Docs go Noooooo! Don't do it! But eh, this feels so very uncomfortable.

The Way of Stories

May. 30th, 2025 07:26 am
smokingboot: (yvoyages)
[personal profile] smokingboot
There was The Last of Us; beginning with the computer game, where a particular event turned players right off. If that particular event is repeated in a TV setting, who wouldn't expect viewers to react the same way players did? Bad storytelling when it happened first time, bad storytelling now. I am amazed at content creators blaming 'audience toxicity,' but then I guess folk must cover their bums.

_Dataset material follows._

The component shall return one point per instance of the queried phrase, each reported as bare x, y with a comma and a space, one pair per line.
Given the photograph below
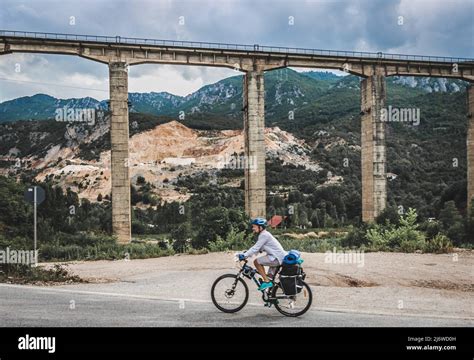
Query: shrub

The question remains though, if you believe in the malignity of your audience, how the hell can you connect to them, more, why would you want to?

Meanwhile there was 1883. This was great. Not perfect, but sufficient in itself, poetic, heartbreaking, raw. Does it make me want to watch 1923 or Yellowstone? I don't know, I'm not quite ready to leave feral Elsa and the empty seeming land.

It reminded me to my trip to the West Coast back in the 80s. That was a strange dusty year in the city of angels. Decades later I could probably handle LA but for then I ran away, unimpressed by Hollywood and Rodeo Drive, on to San Francisco, to San Diego, out to Arizona and Monument Valley, eventually finding my best place in Yosemite, which brought me so much happiness I spent most of my holiday there. The very first beastie I saw was a bear, and much later strolling along the trails, I walked parallel to a mountain lion carrying a bird in its mouth. This was one place I couldn't wear perfume because all I wanted to smell was the warmth of land and trees, I loved it so much I never wanted to leave. But in 2015 when R suggested we get married there I demurred, practical reason being because it felt odd to ask friends to spend so much on our wedding, but also because I was afraid Yosemite might have changed beyond my memories.

One thing I learned long ago about stories is that they should make sense alone, but it's often their way to sprawl out, to spiral into connection. Would I love Grand Teton or Yellowstone as much as Yosemite? How would it feel to redress my one regret about California and go spend time in Joshua Tree? Would I find myself facing that sense once again, that there is so much more, further up or in or down, more and more to be found across that strange continent? And then the travellers voice warns me that yes, all this is true, but it applies to everywhere. Wherever I go I'll find more. Stop falling in love it laughs at me.

I am no Elsa Dutton, but I feel for her, and her story brings me a never known, half glimpsed landscape. I'm glad I stayed with her to the end. That's the power of great storytelling.